Что побуждало брата, превосходно кончившего и гимназию и университет только в силу своих совершенно необыкновенных способностей, весь жар своей молодости отдавать «подпольной работе?» Горькая участь Пилы и Сысойки? Несомненно, читая о ней, он не раз прослезился. Но почему же, подобно всем своим соратникам, никогда даже не замечал он ни Пилы ни Сысойки в жизни, в Новоселках, в Батурине? Во многом, во многом был он сын своего отца, не даром говорившего послее двух-трех рюмок водки: – Нет, отлично! Люблю выпить! Замолаживает!

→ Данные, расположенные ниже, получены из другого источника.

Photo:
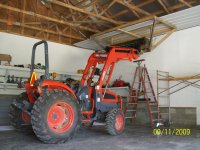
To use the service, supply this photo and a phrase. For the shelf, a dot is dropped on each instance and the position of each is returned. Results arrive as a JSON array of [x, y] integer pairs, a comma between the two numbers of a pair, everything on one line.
[[116, 88], [9, 84]]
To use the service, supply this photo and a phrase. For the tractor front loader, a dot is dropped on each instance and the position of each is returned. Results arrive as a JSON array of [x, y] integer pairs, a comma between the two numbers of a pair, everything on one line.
[[55, 111]]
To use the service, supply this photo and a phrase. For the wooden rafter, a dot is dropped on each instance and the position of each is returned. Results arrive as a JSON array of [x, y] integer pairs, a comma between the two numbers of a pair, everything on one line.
[[185, 3], [107, 7], [45, 17], [133, 7], [56, 2], [129, 33], [42, 30], [163, 6]]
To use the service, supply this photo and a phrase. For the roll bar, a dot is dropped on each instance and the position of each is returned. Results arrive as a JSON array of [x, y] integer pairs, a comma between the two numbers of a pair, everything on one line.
[[46, 76]]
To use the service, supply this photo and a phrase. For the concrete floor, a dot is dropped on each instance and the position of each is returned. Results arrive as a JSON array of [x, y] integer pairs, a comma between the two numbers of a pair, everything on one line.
[[134, 138]]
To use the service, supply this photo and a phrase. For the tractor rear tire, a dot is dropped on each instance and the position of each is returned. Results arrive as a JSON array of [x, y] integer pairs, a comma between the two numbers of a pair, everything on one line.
[[115, 122], [18, 119], [55, 116]]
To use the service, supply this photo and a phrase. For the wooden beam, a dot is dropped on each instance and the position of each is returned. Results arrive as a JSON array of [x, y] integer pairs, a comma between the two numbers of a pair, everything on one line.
[[133, 7], [94, 2], [178, 6], [185, 3], [120, 13], [43, 30], [125, 25], [143, 19], [129, 33], [46, 18], [163, 6], [126, 11], [181, 78], [107, 7], [134, 31], [165, 22], [79, 4], [163, 39], [142, 35], [145, 3], [59, 3]]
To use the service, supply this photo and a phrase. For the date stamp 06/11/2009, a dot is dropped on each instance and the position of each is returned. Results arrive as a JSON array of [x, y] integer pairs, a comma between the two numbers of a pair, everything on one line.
[[175, 131]]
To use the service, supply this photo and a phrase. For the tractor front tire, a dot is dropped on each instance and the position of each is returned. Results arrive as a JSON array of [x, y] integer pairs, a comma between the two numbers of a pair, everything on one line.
[[55, 116], [115, 122], [18, 119]]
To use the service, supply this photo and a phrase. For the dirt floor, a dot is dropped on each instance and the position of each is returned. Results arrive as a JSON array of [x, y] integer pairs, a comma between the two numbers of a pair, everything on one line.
[[134, 138]]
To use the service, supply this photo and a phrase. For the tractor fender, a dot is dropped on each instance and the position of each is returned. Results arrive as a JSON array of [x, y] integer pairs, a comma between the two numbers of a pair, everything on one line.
[[50, 84]]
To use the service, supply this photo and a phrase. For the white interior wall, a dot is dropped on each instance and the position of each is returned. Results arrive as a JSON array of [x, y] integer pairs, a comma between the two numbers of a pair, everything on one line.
[[62, 58], [180, 56]]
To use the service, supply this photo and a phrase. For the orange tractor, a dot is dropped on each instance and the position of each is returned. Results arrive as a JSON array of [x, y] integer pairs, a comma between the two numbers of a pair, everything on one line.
[[55, 110]]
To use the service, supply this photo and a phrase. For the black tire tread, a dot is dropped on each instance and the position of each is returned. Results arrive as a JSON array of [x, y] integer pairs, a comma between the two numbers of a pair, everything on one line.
[[39, 126]]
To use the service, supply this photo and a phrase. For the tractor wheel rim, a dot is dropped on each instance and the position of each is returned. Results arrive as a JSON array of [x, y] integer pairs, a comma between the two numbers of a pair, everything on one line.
[[119, 122], [60, 117]]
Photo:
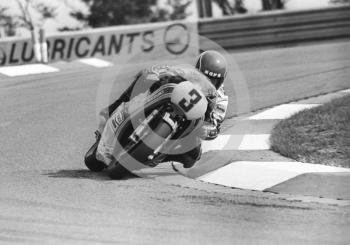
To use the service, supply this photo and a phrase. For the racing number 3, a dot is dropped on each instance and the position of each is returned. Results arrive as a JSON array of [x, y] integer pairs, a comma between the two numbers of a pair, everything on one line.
[[188, 105]]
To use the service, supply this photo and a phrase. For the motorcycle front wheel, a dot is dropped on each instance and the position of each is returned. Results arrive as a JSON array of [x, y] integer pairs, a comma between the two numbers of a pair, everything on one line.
[[141, 151]]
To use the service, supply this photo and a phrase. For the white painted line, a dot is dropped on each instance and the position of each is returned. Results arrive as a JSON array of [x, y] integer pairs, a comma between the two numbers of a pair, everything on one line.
[[217, 144], [346, 91], [255, 142], [13, 71], [262, 175], [96, 62], [282, 111]]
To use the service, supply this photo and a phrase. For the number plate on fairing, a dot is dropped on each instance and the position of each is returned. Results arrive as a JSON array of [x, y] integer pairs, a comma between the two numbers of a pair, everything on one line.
[[190, 100]]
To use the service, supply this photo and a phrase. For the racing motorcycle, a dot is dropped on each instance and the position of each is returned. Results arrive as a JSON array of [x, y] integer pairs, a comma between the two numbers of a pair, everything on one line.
[[165, 116]]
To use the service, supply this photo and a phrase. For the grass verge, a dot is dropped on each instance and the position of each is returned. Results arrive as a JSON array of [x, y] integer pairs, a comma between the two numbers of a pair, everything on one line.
[[319, 135]]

Замолаживает – это слово употреблялось когда-то на винокурнях, и человек выпивший хотел им сказать, что в него вступает нечто молодое, радостное, что в нем совершается некое сладкое брожение, некое освобождение от рассудка, от будничной связанности и упорядоченности. Мужики так и говорят про водку:
«Как можно! От ней в человеке развязка делается!» Знаменитое «Руси есть веселие пити» вовсе не так просто, как кажется. Не родственно ли с этим «веселием» и юродство, и бродяжничество, и радения, и самосжигания, и всяческие бунты – и даже та изумительная изобразительность, словесная чувственность, которой так славна русская литература?